Vor dem Tor, wo die staubige Straße vorbeiführt, unter Platanen hinauf in die Berge, sitzt ein weißgewandeter alter Mann mit blauem Turban. Sein Bart ist so dicht, als wäre er aus Silber gewirkt. Bewegungslos hockt er da und schaut aus ernsten Adleraugen vor sich hin. In der einen Hand hält er einen aufrechten Krummsäbel, in der anderen, die auf seinem Schoß ruht, hält er ein Buch. Schwert oder Koran. Die Spitzen des zunehmenden Halbmonds greifen nach der Welt. Passanten werfen Kupfermünzen auf die Ecken seines Gebetsteppichs. Der alte Mann sitzt bewegungslos da, achtet nicht auf den aufwirbelnden Staub, hockt am Straßenrand auf einem Baumwollteppich mit dem Gesicht eines Emirs, der die Gläubigen in den heiligen Krieg führt.

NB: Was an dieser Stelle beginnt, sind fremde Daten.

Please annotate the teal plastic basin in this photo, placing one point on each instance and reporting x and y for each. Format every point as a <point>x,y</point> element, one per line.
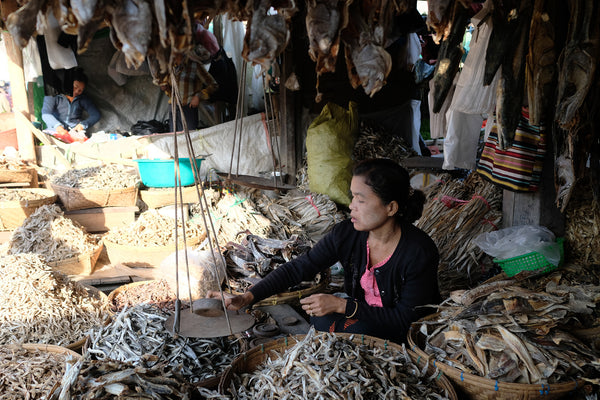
<point>161,173</point>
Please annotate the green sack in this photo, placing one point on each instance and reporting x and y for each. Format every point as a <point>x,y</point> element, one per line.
<point>329,144</point>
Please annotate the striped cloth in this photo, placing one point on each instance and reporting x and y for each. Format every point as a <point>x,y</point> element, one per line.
<point>519,167</point>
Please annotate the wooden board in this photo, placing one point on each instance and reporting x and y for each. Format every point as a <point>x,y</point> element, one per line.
<point>102,219</point>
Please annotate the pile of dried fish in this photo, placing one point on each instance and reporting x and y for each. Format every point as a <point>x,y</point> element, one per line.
<point>232,213</point>
<point>101,178</point>
<point>90,379</point>
<point>255,257</point>
<point>508,333</point>
<point>578,281</point>
<point>39,305</point>
<point>157,292</point>
<point>138,335</point>
<point>153,229</point>
<point>21,195</point>
<point>376,142</point>
<point>455,213</point>
<point>29,373</point>
<point>49,233</point>
<point>327,366</point>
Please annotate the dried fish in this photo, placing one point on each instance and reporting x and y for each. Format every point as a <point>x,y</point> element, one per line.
<point>39,305</point>
<point>90,379</point>
<point>50,234</point>
<point>138,335</point>
<point>513,334</point>
<point>154,229</point>
<point>326,366</point>
<point>100,177</point>
<point>29,373</point>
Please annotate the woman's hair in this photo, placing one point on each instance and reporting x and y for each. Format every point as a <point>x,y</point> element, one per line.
<point>389,181</point>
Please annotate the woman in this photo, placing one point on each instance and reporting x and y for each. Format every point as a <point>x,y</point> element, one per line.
<point>390,266</point>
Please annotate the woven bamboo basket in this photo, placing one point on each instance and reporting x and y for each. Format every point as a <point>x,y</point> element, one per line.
<point>145,257</point>
<point>479,388</point>
<point>82,264</point>
<point>13,213</point>
<point>23,175</point>
<point>95,292</point>
<point>251,359</point>
<point>79,199</point>
<point>293,297</point>
<point>156,198</point>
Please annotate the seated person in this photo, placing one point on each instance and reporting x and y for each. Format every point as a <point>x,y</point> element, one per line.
<point>64,113</point>
<point>390,266</point>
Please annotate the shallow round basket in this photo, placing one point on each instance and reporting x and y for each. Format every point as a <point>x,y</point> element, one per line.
<point>145,257</point>
<point>14,212</point>
<point>95,292</point>
<point>79,199</point>
<point>251,359</point>
<point>294,296</point>
<point>479,388</point>
<point>83,264</point>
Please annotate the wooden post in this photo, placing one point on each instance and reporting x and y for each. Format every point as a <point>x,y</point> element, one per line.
<point>19,95</point>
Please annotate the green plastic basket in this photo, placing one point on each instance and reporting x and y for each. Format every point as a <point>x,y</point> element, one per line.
<point>533,261</point>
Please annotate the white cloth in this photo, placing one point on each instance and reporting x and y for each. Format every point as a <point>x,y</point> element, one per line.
<point>58,56</point>
<point>462,138</point>
<point>470,95</point>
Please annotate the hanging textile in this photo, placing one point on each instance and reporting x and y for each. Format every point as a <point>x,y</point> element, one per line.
<point>519,167</point>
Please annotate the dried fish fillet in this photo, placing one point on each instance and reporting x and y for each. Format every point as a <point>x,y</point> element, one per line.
<point>39,305</point>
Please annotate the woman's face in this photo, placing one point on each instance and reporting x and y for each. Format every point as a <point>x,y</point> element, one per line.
<point>367,211</point>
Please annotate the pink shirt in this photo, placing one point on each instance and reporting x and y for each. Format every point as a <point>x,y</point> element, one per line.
<point>369,284</point>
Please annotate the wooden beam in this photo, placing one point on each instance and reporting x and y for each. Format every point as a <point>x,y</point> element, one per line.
<point>19,95</point>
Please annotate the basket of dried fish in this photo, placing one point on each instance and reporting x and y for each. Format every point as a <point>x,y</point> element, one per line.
<point>18,204</point>
<point>335,366</point>
<point>40,305</point>
<point>63,243</point>
<point>31,370</point>
<point>139,335</point>
<point>149,240</point>
<point>532,261</point>
<point>101,186</point>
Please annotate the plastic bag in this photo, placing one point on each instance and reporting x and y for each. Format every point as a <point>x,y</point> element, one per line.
<point>518,240</point>
<point>329,144</point>
<point>204,275</point>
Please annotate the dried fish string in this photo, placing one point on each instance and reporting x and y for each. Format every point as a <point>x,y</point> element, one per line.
<point>99,177</point>
<point>39,305</point>
<point>29,373</point>
<point>152,229</point>
<point>49,233</point>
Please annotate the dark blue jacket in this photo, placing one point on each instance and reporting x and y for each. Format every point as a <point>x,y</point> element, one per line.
<point>407,280</point>
<point>58,110</point>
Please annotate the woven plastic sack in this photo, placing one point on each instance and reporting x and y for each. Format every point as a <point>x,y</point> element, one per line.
<point>329,143</point>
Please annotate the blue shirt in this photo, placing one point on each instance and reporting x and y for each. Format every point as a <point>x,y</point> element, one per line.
<point>58,110</point>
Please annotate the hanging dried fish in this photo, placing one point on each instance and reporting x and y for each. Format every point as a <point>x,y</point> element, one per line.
<point>331,367</point>
<point>48,233</point>
<point>101,178</point>
<point>29,373</point>
<point>39,305</point>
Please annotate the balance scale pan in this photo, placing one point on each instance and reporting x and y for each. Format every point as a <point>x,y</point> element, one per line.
<point>194,325</point>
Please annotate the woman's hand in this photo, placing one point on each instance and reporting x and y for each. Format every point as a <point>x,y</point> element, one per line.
<point>232,302</point>
<point>318,305</point>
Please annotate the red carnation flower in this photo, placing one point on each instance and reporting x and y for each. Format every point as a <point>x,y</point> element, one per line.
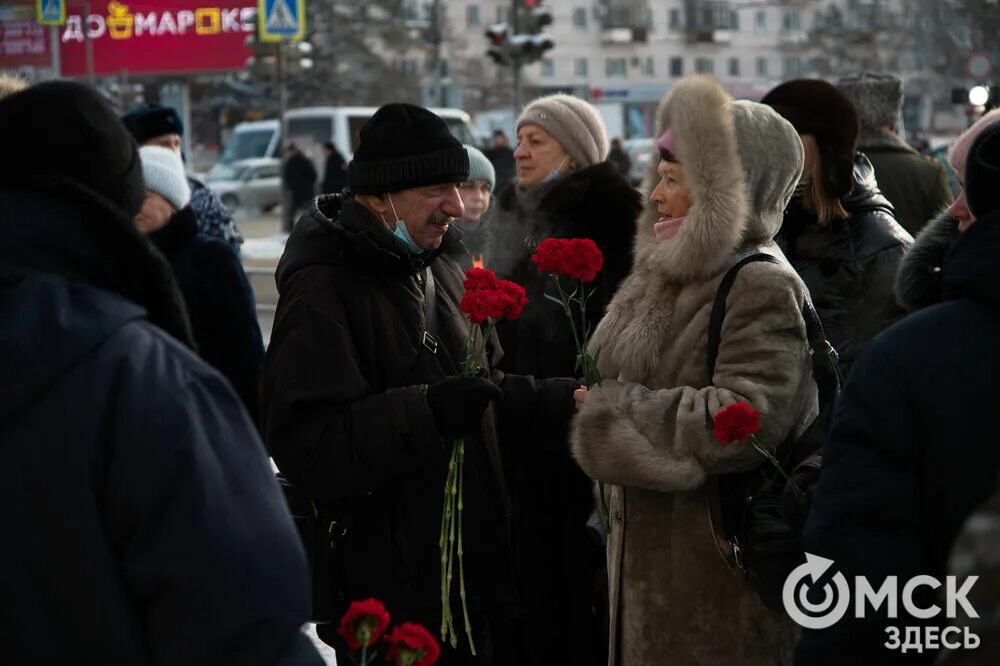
<point>364,620</point>
<point>516,298</point>
<point>412,640</point>
<point>479,278</point>
<point>577,258</point>
<point>736,422</point>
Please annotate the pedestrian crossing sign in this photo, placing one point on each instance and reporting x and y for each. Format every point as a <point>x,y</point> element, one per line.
<point>50,12</point>
<point>281,20</point>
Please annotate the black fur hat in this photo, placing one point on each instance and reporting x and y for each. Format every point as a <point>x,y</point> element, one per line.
<point>817,108</point>
<point>982,172</point>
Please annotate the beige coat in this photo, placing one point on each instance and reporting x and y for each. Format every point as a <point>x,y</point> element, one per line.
<point>647,428</point>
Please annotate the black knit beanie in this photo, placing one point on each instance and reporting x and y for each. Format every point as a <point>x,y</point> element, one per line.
<point>982,172</point>
<point>405,146</point>
<point>152,120</point>
<point>86,157</point>
<point>816,107</point>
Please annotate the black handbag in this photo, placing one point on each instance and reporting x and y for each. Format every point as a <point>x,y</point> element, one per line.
<point>762,515</point>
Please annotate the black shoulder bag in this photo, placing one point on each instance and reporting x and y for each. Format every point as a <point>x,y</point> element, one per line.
<point>755,507</point>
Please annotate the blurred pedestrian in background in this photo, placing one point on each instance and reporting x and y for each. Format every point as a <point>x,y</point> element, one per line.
<point>619,157</point>
<point>916,186</point>
<point>335,171</point>
<point>839,232</point>
<point>298,184</point>
<point>918,281</point>
<point>910,452</point>
<point>565,188</point>
<point>157,125</point>
<point>477,193</point>
<point>501,156</point>
<point>147,521</point>
<point>217,295</point>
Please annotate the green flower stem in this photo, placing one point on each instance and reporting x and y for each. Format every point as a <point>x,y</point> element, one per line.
<point>461,564</point>
<point>774,461</point>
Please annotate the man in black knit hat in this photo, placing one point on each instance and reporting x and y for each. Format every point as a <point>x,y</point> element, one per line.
<point>144,521</point>
<point>360,398</point>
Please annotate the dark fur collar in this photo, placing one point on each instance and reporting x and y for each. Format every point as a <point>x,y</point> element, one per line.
<point>596,202</point>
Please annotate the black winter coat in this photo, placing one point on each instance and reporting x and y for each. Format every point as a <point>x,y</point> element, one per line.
<point>561,566</point>
<point>219,300</point>
<point>849,265</point>
<point>912,449</point>
<point>345,415</point>
<point>142,521</point>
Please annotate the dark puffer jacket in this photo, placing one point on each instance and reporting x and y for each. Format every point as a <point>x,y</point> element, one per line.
<point>849,265</point>
<point>911,451</point>
<point>345,415</point>
<point>559,562</point>
<point>143,524</point>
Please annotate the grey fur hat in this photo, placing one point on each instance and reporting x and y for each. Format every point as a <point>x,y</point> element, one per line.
<point>877,97</point>
<point>574,123</point>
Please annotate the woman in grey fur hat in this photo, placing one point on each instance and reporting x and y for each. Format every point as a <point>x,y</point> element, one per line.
<point>565,188</point>
<point>726,170</point>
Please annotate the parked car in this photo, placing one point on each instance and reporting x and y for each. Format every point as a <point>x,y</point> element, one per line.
<point>639,151</point>
<point>253,183</point>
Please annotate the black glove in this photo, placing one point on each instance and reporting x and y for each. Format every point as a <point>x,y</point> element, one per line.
<point>458,403</point>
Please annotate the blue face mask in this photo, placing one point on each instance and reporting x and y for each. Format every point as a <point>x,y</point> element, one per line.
<point>401,232</point>
<point>555,173</point>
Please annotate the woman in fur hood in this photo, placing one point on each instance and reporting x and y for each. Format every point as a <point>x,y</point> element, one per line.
<point>726,172</point>
<point>564,189</point>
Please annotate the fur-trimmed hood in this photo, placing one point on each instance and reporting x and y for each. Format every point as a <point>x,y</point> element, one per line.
<point>918,280</point>
<point>741,161</point>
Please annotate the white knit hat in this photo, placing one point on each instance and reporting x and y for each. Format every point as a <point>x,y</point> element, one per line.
<point>164,174</point>
<point>574,123</point>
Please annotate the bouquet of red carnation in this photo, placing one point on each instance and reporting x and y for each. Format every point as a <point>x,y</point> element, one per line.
<point>409,644</point>
<point>486,301</point>
<point>739,422</point>
<point>362,625</point>
<point>577,259</point>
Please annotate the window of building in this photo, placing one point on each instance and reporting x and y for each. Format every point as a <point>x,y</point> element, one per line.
<point>615,67</point>
<point>792,21</point>
<point>760,22</point>
<point>472,16</point>
<point>793,67</point>
<point>675,19</point>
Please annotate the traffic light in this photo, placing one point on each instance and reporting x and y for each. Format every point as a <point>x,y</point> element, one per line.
<point>499,50</point>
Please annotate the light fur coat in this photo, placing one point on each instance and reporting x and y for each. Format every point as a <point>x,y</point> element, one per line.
<point>647,428</point>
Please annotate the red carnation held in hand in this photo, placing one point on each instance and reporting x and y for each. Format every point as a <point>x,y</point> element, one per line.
<point>577,258</point>
<point>412,641</point>
<point>364,620</point>
<point>736,422</point>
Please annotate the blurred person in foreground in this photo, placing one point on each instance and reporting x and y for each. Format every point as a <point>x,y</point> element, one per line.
<point>839,232</point>
<point>217,295</point>
<point>915,185</point>
<point>911,450</point>
<point>157,125</point>
<point>143,519</point>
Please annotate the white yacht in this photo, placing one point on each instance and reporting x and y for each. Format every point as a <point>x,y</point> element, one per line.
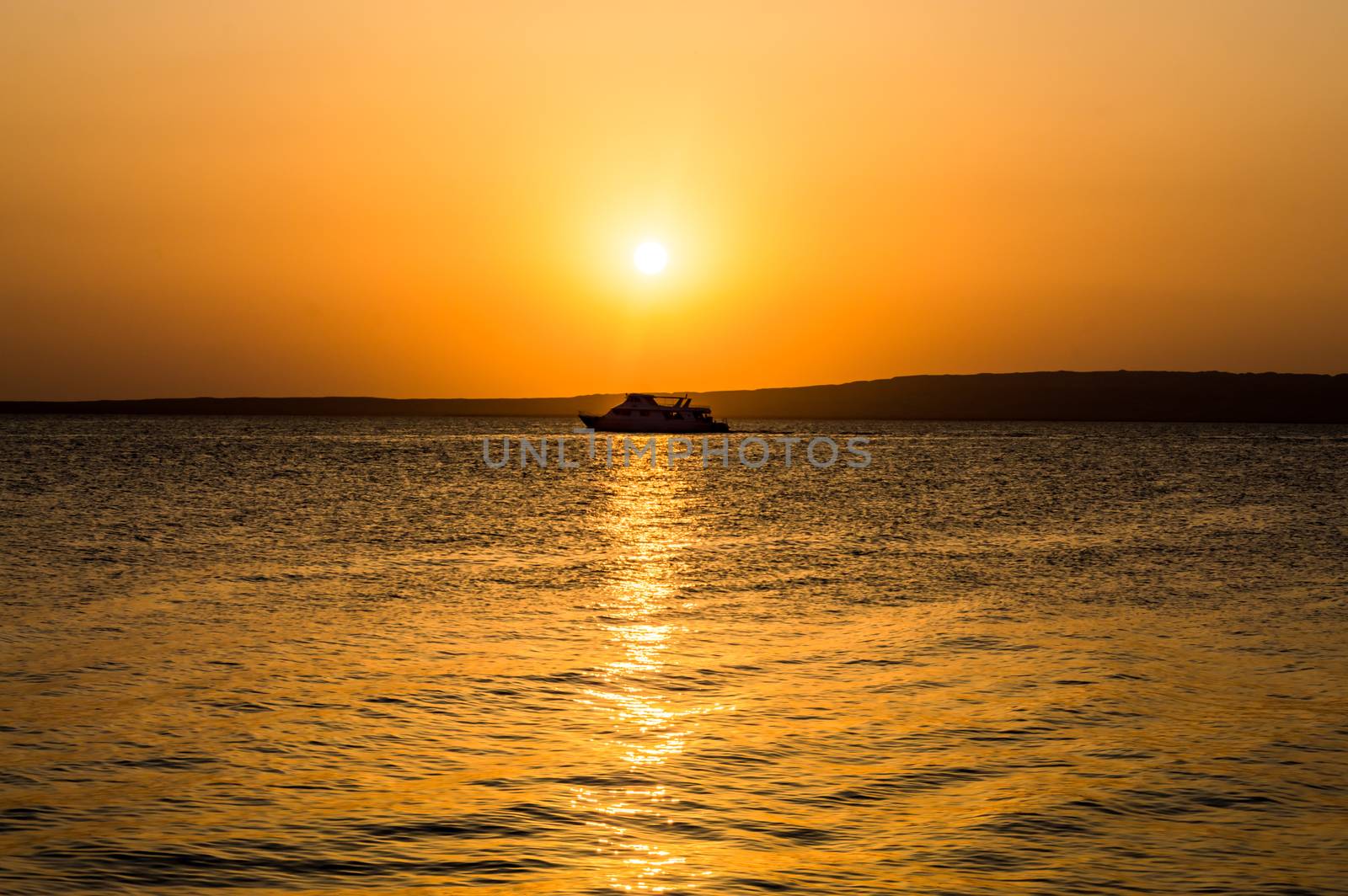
<point>645,413</point>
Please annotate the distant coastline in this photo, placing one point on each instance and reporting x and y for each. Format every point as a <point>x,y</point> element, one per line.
<point>1110,395</point>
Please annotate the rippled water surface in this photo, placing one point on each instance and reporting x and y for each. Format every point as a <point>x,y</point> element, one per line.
<point>323,655</point>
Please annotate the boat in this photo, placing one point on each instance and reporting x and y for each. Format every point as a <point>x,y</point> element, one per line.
<point>645,413</point>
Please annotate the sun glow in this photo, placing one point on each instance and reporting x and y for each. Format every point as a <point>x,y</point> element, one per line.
<point>650,258</point>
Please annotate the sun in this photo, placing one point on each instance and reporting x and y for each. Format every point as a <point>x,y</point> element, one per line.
<point>650,258</point>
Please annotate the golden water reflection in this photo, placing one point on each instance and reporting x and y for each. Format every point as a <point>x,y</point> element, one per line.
<point>642,525</point>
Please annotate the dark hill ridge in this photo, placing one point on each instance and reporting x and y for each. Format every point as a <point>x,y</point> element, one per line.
<point>1115,395</point>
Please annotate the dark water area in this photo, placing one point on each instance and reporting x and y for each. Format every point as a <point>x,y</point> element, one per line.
<point>334,655</point>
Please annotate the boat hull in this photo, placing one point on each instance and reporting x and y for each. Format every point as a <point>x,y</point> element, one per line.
<point>610,424</point>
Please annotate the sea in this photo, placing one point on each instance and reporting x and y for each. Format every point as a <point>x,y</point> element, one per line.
<point>318,655</point>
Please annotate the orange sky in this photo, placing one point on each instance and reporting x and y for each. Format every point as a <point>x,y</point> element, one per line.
<point>441,200</point>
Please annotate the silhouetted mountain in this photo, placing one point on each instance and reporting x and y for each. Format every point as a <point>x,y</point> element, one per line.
<point>1116,395</point>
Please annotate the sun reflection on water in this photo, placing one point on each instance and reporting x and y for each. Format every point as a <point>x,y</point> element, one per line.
<point>649,727</point>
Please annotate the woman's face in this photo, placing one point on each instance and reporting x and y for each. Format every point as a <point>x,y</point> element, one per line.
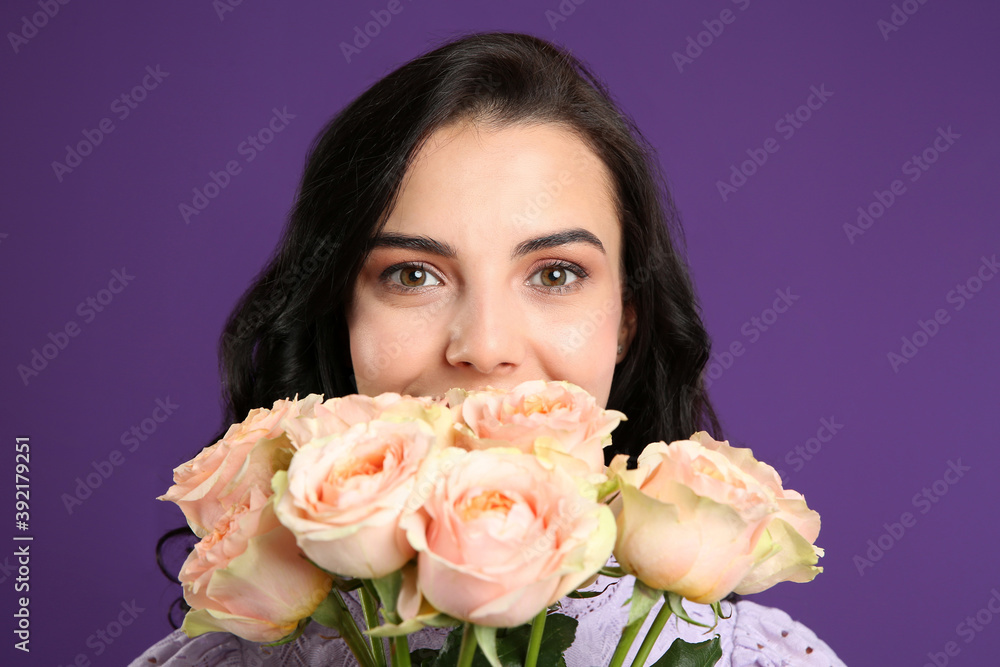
<point>500,263</point>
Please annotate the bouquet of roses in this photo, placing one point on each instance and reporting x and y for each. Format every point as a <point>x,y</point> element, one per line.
<point>475,509</point>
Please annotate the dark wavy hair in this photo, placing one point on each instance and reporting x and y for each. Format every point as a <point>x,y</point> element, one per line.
<point>288,334</point>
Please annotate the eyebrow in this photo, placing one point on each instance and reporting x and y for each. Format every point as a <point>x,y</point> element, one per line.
<point>423,243</point>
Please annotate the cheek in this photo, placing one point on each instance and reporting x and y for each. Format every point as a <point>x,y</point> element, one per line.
<point>387,347</point>
<point>585,348</point>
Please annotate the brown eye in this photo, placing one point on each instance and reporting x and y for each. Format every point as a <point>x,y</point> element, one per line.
<point>559,276</point>
<point>412,277</point>
<point>555,274</point>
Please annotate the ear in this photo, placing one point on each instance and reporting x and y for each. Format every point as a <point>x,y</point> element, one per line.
<point>628,328</point>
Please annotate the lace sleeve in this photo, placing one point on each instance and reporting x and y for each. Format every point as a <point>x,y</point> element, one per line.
<point>318,646</point>
<point>768,637</point>
<point>753,635</point>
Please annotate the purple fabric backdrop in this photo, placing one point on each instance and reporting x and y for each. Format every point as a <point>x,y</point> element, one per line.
<point>823,107</point>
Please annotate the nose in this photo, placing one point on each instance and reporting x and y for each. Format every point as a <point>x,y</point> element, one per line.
<point>487,333</point>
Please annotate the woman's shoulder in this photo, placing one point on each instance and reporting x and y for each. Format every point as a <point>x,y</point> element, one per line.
<point>752,635</point>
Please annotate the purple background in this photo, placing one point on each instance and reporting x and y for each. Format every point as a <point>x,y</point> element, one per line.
<point>824,358</point>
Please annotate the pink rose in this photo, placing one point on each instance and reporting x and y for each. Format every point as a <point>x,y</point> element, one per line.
<point>247,576</point>
<point>336,415</point>
<point>700,519</point>
<point>343,494</point>
<point>791,555</point>
<point>556,420</point>
<point>246,457</point>
<point>502,535</point>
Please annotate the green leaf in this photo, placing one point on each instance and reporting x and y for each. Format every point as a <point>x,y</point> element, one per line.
<point>423,657</point>
<point>674,601</point>
<point>388,588</point>
<point>512,645</point>
<point>486,637</point>
<point>583,595</point>
<point>683,654</point>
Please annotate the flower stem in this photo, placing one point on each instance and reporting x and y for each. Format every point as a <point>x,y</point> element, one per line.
<point>654,632</point>
<point>468,648</point>
<point>400,651</point>
<point>369,605</point>
<point>348,629</point>
<point>535,642</point>
<point>625,641</point>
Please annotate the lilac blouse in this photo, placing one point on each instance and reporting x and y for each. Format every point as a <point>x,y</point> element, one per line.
<point>753,636</point>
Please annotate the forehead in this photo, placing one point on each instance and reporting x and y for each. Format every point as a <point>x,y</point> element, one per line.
<point>512,181</point>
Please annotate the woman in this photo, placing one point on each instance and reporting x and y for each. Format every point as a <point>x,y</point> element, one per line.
<point>485,215</point>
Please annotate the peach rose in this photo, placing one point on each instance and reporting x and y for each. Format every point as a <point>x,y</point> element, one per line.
<point>702,519</point>
<point>502,534</point>
<point>336,415</point>
<point>343,494</point>
<point>787,552</point>
<point>556,420</point>
<point>248,577</point>
<point>246,457</point>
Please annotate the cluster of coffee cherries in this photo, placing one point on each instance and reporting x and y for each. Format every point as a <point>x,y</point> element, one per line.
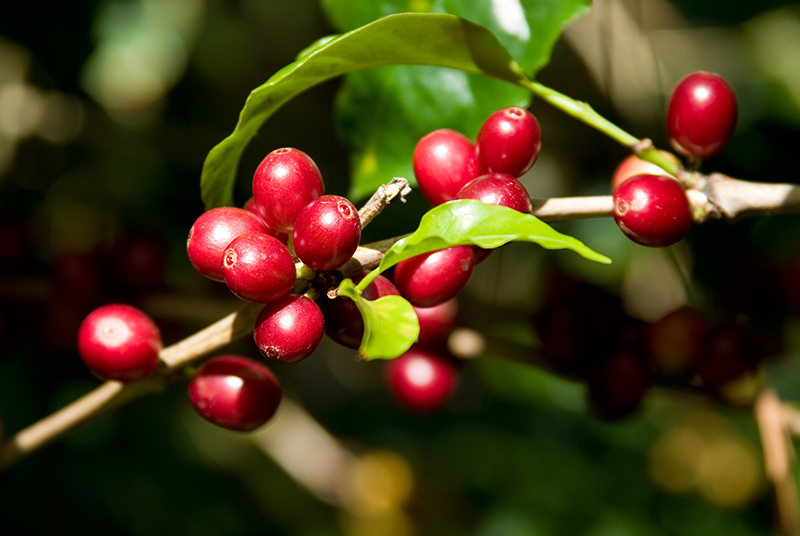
<point>586,334</point>
<point>651,206</point>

In Persien werden Bettler fast als Heilige angesehen. Bettler geben dem Gläubigen die Möglichkeit, für ein angenehmes Leben im Himmel vorzusorgen. Im Chan von Mianeh war ein Kaufmann, dessen Karawane von Banditen überfallen worden war. Er hatte eine Bestätigung eines Mudschtahid, wonach er durch Allahs Willen alle irdischen Güter verloren habe, und nun wartete er in seiner Kammer geduldig auf Spenden von Reisenden, die es ihm ermöglichen würden, sein Geschäft wiederaufzunehmen. Er sah sehr glücklich aus, wie jemand, der nicht mehr gegen die Widrigkeiten des Lebens ankämpft. Islam bedeutet nicht umsonst Unterwerfung, Selbstaufgabe.
Und in jedem Teehaus an der Straße findet man fröhliche Gestalten, zerlumpt und abgerissen, Männer jeden Alters und aus allen Schichten, die nicht mehr arbeiten, sondern durchs Land ziehen und so gut es geht aus der Heiligkeit der Armut Kapital schlagen. Sie sind gewiss die glücklichsten Menschen in Persien. Sie denken nicht an Steuern oder Überfälle von Bergstämmen oder Banditen im Gebirge. Sie wandern umher, Sonne und Wind ausgesetzt, hungern und singen Gebete und tragen Epidemien und das Wort Gottes von der Wüste Gobi bis zum Euphrat. Landstreicher gibt es überall, aber im Orient ist diese Lebensform ein religiöser Akt. Alle Tollheit, alle Rastlosigkeit kommt von Gott. Verliert ein Mann sein einziges Kind oder seine geliebte Frau oder geschieht ihm ein anderes unbeschreibliches Unglück, legt er seine Kleider ab und läuft hinaus ins Freie und lässt das Haar wachsen und zieht bettelnd und Gott preisend durch die Welt. Er wird ein Derwisch, so wie er im mittelalterlichen Europa in ein Kloster gegangen wäre.